Frequently asked questions
What counts as one case in the velocity calculation?
One shipping case as defined by your UPC case pack configuration — typically 12 or 24 units depending on your product format. Be consistent: either track sell-through (what rang at the register) or ship-in (what you delivered to the store). Mixing the two in the same model produces misleading velocity numbers.
Should I use sell-through data or ship-in data for this calculation?
Sell-through data is more accurate because it reflects actual consumer demand rather than store ordering patterns. If a store ordered heavily when you launched but is selling slowly, ship-in data flatters your velocity. Use POS data from the retailer when available; use ship-in data only when POS is unavailable, and note which you are using in your buyer presentation.

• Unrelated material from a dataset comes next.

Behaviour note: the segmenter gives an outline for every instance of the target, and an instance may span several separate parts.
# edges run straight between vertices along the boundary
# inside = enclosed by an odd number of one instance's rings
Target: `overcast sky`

What is a good velocity for a natural grocery product?
Natural grocery velocities vary significantly by category and price point. Condiments and sauces often run 0.5–1.2; beverages can run 1.5–3.0 in strong placements. The most useful benchmark is the category average at your key accounts — buyers will compare you against that rather than a generic number.
How many stores do I need to get a meaningful weighted average?
Five or more stores over at least six weeks gives you a statistically reasonable number to present with confidence. Below five stores, the average is highly sensitive to individual account performance and should be presented with that caveat. More stores and longer time windows make the number more defensible.
Can I use this tool for tracking multiple SKUs in the same distribution set?
Run separate calculations per SKU — the model is designed for one product or SKU per session. If you have three SKUs in the same stores, calculate each separately and compare the results. A store that shows high velocity on one SKU and low on another is a useful data point for planogram conversations.